A custodial account is a savings account held by an adult on behalf of a minor (someone under 18 or 21 years old, depending on state laws) at a financial institution, brokerage firm, or mutual fund company. The adult, known as the custodian, manages the account and approves transactions such as buying or selling securities.
Custodial accounts also encompass accounts managed by a responsible party for a beneficiary, such as employer-based retirement accounts for eligible employees. A fiduciary, legally bound to act in the beneficiary's best interest, manages such accounts.
Custodial Account Function
Once established, a custodial account operates like a standard bank or brokerage account. The custodian, an appointed manager or investment advisor, decides how to invest the funds. Contributions can be made by the account manager or other entities.
While custodial accounts offer investment flexibility, they typically don't allow margin trading, futures, or high-risk investments. When the minor reaches adulthood, control of the account shifts to them, granting access to the funds. In case of the minor's demise before adulthood, the account becomes part of their estate.
Custodial Accounts Types
Custodial accounts fall into two categories: UTMA and UGMA accounts. These categories differ in the types of assets they can hold. UTMA accounts are versatile, accommodating assets such as real estate and art. In contrast, UGMA accounts are more limited, allowing only financial assets like cash, securities, annuities, and insurance policies. It's worth noting that UGMA accounts are available in all U.S. states, while UTMA accounts are prohibited in South Carolina and Vermont.
Both UTMA and UGMA accounts are established in the minor's name and require a designated custodian, typically a parent or guardian. The specifics, such as initial investments, minimum balances, and interest rates, vary depending on the hosting company. These custodial accounts offer a valuable tool for managing assets on behalf of minors while adhering to state-specific regulations.
Advantages and Disadvantages of Custodial Accounts
Custodial Account Advantages
- Flexibility: No income or contribution limits, and no mandatory distributions.
- Tax Advantages: Earnings are taxed at the child's rate until a specific threshold.
- Simplicity: Easier and less expensive to set up than trust funds.
Custodial Account Disadvantages
- Impact on Financial Aid: Account holdings could affect college financial aid eligibility.
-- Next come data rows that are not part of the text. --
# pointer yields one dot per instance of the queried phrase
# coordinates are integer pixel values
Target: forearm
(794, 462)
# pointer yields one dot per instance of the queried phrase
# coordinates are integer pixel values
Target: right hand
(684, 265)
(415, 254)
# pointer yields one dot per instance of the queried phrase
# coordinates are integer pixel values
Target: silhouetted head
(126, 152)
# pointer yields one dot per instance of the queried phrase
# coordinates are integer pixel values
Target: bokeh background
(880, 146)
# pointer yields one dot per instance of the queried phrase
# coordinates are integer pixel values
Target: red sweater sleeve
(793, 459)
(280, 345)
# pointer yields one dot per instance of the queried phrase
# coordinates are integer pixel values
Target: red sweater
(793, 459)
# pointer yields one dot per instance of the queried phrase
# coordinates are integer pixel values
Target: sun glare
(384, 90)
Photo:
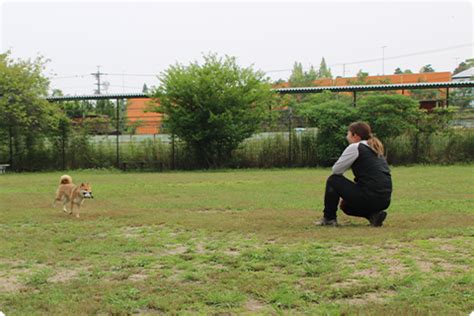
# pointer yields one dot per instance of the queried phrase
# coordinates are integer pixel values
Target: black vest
(372, 173)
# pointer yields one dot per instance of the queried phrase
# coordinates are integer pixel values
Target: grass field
(238, 242)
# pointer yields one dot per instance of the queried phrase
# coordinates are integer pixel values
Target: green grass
(239, 242)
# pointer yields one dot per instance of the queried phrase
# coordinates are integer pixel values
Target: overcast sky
(133, 41)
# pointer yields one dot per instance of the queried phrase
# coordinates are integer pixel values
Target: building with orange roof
(140, 116)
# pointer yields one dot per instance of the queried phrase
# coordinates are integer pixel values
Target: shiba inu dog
(68, 192)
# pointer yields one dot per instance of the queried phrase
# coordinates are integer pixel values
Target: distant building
(385, 79)
(465, 75)
(141, 119)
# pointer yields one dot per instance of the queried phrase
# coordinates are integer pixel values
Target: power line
(385, 58)
(132, 75)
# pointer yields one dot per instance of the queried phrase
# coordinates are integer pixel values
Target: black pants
(356, 201)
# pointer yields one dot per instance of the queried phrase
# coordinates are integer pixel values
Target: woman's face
(352, 138)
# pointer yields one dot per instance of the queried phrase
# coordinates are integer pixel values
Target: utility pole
(383, 60)
(97, 76)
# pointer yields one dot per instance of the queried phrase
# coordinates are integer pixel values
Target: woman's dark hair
(365, 133)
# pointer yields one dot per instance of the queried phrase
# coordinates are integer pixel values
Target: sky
(133, 42)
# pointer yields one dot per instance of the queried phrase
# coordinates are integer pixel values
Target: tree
(213, 106)
(300, 78)
(310, 75)
(427, 68)
(24, 112)
(331, 113)
(389, 115)
(324, 71)
(399, 71)
(465, 65)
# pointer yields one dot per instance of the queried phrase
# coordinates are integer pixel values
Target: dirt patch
(63, 276)
(346, 284)
(138, 277)
(368, 273)
(366, 298)
(253, 305)
(9, 284)
(232, 252)
(177, 251)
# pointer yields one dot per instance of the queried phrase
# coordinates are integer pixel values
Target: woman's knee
(334, 179)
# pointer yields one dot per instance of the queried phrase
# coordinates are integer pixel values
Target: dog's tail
(65, 179)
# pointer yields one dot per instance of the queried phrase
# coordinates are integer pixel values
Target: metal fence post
(63, 145)
(290, 117)
(172, 152)
(117, 119)
(10, 131)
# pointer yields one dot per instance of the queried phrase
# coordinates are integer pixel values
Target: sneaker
(376, 220)
(326, 222)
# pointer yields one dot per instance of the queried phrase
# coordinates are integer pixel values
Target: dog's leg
(72, 206)
(78, 210)
(56, 199)
(65, 200)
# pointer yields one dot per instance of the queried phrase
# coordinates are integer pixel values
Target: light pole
(383, 60)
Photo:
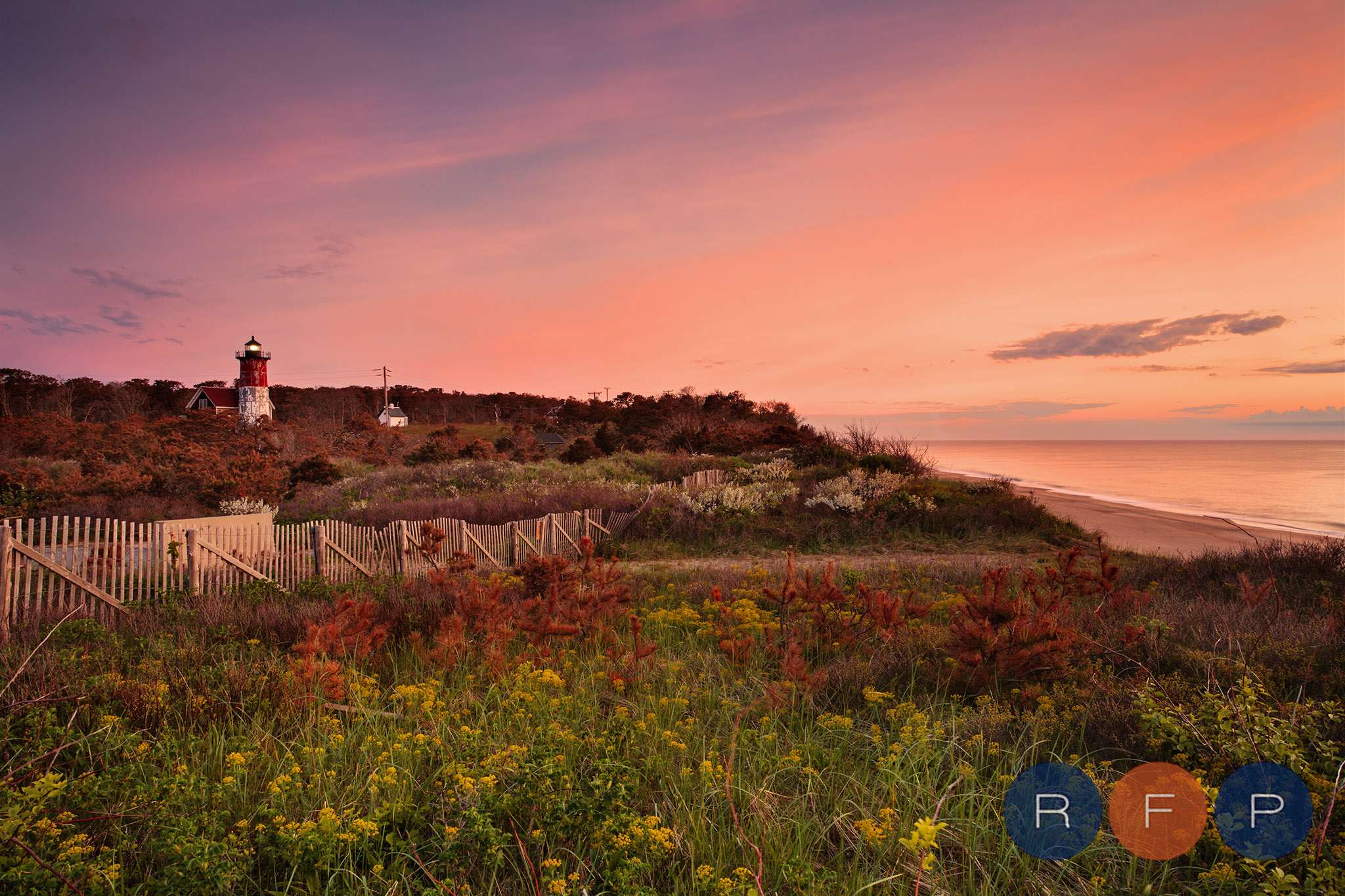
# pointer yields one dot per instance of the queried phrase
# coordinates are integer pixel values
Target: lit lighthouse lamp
(254, 394)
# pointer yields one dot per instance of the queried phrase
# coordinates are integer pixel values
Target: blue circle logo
(1052, 811)
(1264, 812)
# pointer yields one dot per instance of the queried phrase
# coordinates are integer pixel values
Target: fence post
(403, 547)
(192, 562)
(319, 551)
(6, 551)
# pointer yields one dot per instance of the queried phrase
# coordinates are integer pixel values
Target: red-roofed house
(217, 398)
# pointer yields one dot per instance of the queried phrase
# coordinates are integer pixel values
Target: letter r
(1059, 811)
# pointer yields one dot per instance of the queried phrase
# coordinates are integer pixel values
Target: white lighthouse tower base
(255, 403)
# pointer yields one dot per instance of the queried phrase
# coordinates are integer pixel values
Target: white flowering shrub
(771, 472)
(736, 499)
(858, 488)
(242, 507)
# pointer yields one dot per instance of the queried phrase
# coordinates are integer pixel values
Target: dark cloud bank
(1137, 337)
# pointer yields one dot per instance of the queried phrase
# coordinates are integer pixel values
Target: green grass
(181, 757)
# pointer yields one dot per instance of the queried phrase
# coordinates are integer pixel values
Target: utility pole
(389, 414)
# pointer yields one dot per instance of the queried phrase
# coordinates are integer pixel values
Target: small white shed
(393, 416)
- Limited Control: Deposits are irrevocable, and beneficiaries gain control at majority age.
- Tax Implications: Not as tax-sheltered as other accounts, and transferring to 529 plans can have tax consequences.
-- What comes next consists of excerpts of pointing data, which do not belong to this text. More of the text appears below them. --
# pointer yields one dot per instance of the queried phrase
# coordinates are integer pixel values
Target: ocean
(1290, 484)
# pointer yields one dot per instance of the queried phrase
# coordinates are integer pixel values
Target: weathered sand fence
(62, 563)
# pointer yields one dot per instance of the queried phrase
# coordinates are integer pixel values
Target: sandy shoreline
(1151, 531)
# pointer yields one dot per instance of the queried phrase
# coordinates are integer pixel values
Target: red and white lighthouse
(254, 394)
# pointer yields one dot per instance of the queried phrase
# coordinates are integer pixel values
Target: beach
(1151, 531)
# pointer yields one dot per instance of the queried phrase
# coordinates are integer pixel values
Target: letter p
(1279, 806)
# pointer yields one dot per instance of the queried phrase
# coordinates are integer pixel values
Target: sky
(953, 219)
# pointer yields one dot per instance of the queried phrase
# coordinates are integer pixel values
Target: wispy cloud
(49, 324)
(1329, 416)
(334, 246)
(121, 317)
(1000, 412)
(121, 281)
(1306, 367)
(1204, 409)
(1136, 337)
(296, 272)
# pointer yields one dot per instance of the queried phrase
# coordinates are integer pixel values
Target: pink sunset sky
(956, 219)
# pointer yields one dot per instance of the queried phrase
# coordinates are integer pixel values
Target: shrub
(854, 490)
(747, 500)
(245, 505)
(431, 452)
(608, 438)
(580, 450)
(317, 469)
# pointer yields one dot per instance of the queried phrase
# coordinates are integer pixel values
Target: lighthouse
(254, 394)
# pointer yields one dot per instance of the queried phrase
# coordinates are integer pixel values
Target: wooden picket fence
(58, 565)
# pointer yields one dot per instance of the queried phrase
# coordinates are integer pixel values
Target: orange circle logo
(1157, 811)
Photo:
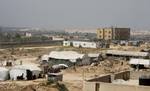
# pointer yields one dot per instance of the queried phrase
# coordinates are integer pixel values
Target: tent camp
(18, 74)
(27, 71)
(4, 74)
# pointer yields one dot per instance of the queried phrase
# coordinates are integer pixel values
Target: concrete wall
(122, 75)
(137, 74)
(97, 84)
(78, 44)
(113, 33)
(93, 86)
(106, 78)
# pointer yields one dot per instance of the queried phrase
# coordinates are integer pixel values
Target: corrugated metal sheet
(139, 61)
(127, 53)
(66, 55)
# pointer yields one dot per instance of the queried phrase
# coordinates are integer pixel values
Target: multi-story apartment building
(113, 33)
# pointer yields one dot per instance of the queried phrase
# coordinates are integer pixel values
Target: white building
(81, 44)
(68, 57)
(4, 74)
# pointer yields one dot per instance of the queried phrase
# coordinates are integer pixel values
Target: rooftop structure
(113, 33)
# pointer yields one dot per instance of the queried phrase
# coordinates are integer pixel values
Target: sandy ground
(72, 79)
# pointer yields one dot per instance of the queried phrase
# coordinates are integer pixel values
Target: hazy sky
(75, 13)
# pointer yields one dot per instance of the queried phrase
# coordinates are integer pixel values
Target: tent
(4, 74)
(18, 73)
(27, 71)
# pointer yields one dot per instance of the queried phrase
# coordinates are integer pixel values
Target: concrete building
(122, 81)
(82, 44)
(113, 33)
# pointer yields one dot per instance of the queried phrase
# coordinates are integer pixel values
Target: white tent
(35, 69)
(22, 70)
(139, 61)
(45, 57)
(15, 72)
(4, 74)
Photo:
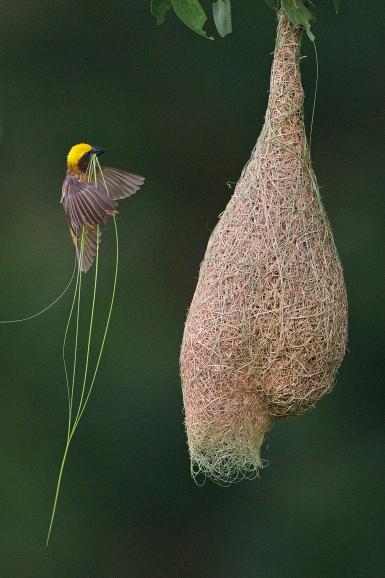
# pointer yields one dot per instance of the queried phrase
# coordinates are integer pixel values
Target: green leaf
(300, 15)
(192, 14)
(336, 4)
(159, 9)
(222, 16)
(272, 4)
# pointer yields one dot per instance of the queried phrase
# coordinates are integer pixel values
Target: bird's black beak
(98, 151)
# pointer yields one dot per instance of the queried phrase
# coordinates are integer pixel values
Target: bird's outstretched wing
(84, 204)
(85, 241)
(119, 184)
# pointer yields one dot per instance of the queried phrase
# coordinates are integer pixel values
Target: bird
(88, 204)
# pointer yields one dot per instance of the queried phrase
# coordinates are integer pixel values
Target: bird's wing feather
(119, 184)
(85, 204)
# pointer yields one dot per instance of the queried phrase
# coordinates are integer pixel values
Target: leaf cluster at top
(191, 13)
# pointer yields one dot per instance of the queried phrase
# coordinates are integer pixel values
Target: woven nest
(267, 327)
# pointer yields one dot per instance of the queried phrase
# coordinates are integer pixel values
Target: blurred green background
(185, 113)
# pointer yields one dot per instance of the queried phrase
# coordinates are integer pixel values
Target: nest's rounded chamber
(267, 327)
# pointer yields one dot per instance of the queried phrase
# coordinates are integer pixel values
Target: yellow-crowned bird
(87, 204)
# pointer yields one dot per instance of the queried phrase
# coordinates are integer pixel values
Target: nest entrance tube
(267, 327)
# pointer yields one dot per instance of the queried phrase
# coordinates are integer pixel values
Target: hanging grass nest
(267, 327)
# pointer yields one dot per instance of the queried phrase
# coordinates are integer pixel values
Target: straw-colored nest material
(267, 327)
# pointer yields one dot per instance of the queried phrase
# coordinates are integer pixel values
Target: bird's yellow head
(79, 157)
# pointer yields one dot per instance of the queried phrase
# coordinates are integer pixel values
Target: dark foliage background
(185, 112)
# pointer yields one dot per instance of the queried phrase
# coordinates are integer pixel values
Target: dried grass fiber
(267, 327)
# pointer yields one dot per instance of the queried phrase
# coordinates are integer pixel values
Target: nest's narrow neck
(286, 93)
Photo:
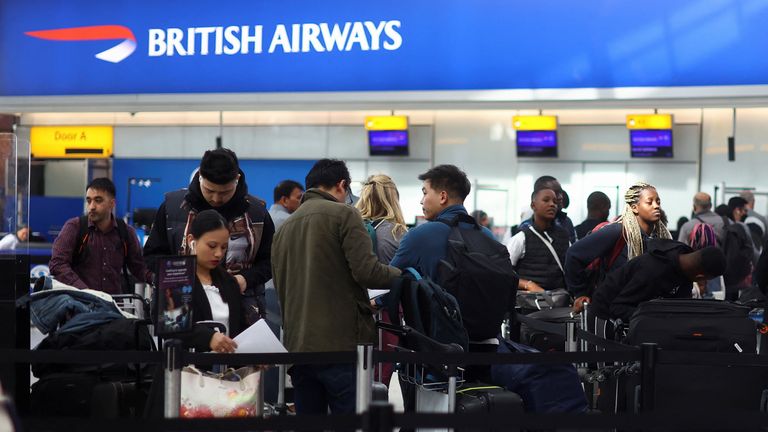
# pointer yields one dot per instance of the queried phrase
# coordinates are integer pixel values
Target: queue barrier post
(172, 378)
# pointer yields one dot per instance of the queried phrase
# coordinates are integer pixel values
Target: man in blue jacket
(445, 187)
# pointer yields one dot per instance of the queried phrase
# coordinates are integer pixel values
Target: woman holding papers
(216, 293)
(379, 205)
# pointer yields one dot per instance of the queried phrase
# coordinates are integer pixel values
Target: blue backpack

Obtaining a Custodial Account
If the minor is below the age of majority, which is typically 18 years old, an adult has the option to create a custodial account on their behalf. This custodial account can be managed by the adult until the child reaches majority age. During this time, the custodial account holder has the ability to make contributions, such as adding funds or investments, to the account in order to help the account grow over time.
The custodian appointed by the adult can also make investment decisions on behalf of the child, which can help to ensure that the account is being managed in a responsible and appropriate manner. Once the child reaches majority age, they can take control of the account and make their own investment decisions. Alternatively, the custodian may choose to transfer the account to the child at an earlier date if they feel that the child is mature enough to manage the account responsibly.
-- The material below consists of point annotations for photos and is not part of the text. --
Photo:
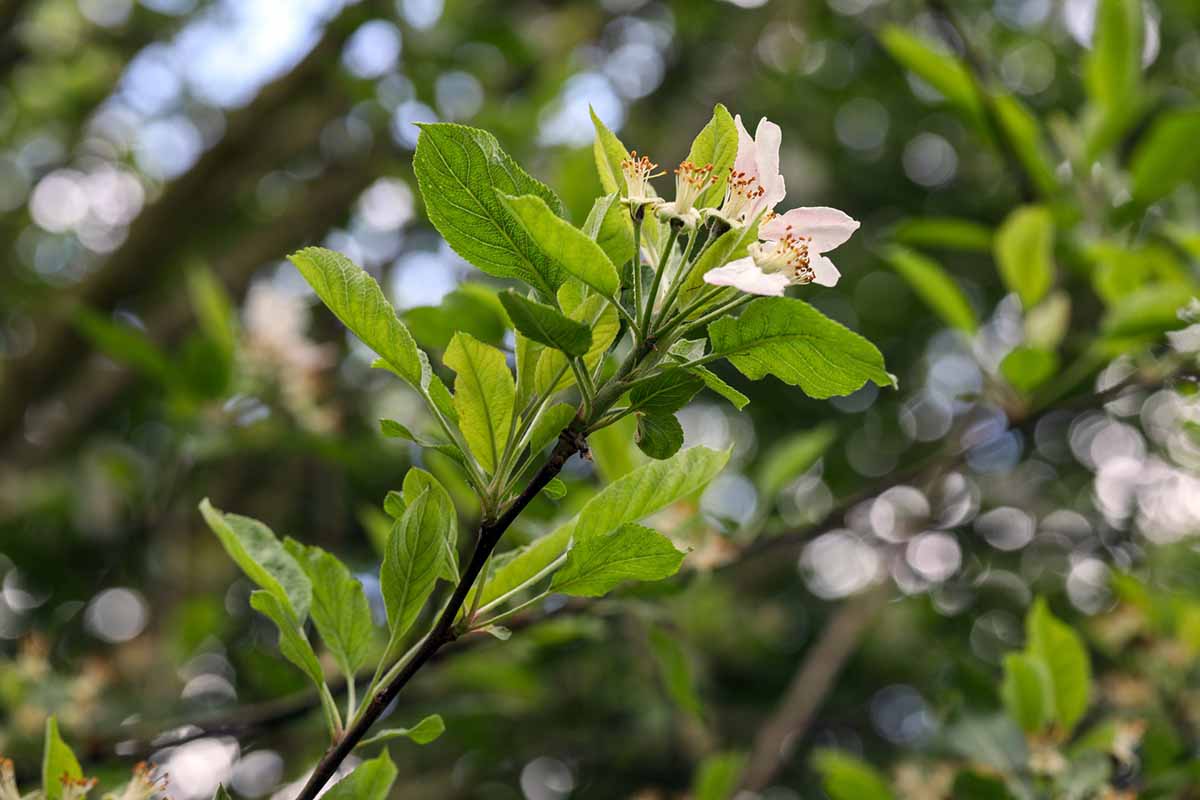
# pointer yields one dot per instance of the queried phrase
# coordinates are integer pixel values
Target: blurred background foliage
(861, 573)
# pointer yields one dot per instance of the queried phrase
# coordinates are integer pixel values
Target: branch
(490, 534)
(811, 683)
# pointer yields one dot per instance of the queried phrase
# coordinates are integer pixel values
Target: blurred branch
(954, 35)
(186, 210)
(97, 383)
(810, 685)
(837, 638)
Minors are generally part of their parent's tax return, which means that their parents can claim their child's income on their own tax return. This can be beneficial because minors may not earn enough to be required to file their own tax return. Additionally, minors under the age of 18 are subject to the "kiddie tax" rules, which means that their unearned income over a certain amount is taxed at the parent's tax rate.
However, minors can still earn some income tax-free. For example, in 2022, minors can earn up to $1,150 tax-free. The next $1,150 is taxed at 10%, which is a lower rate than the parent's tax rate. Any additional earnings beyond $2,300 are taxed based on the child's parent's tax rate.
A custodial account empowers adults to open savings accounts for minors, managed by a custodian for the minor's benefit. These accounts offer tax advantages and flexibility but might impact financial aid eligibility. Before choosing a custodial account, weigh its pros and cons carefully.